I'm thinking of ways to ensure my band sounds great at every gig. I found a digital mixer called Behringer XR18, which is capable of setting up, saving, and restoring stage presets at a click of a button. My assumption is that if we hired a proper sound engineer to set us up once and save it as a preset (or a number of presets in case we need more), we would be able to go to gigs and sound great, giving the sound guys a stereo out only, and ask them to handle the drums.
I know that different stages require different sound. As far as I know, stage sound engineers traditionally handle this mostly with the channel eq controls of their mixers as well as lowering the volume on the bass if the room is bass-heavy, or making the vocals / sologuitar louder if the room diminishes highs. This is a very simplistic generalisation of course, and I may be wrong in these assumptions. I would be happy to learn where I'm mistaken.

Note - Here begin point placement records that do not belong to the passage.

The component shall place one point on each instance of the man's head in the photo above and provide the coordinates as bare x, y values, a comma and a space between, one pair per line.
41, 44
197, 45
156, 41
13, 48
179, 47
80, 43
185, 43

I would think that if I gave them a stereo out, EQing that stereo signal would achieve a similar EQ envelope that sounds good in that room without messing up the balance between the instruments / vocals.
This would also fasten the setup process, as this particular hardware has 6 buses, so we would be able to pre-mix our monitors as well. In this scenario, we would take our own guitar amps, and they would go directly to the sound card without a mic set up.
Do you think this is a reasonable assumption, or are there nuances that I haven't taken into account?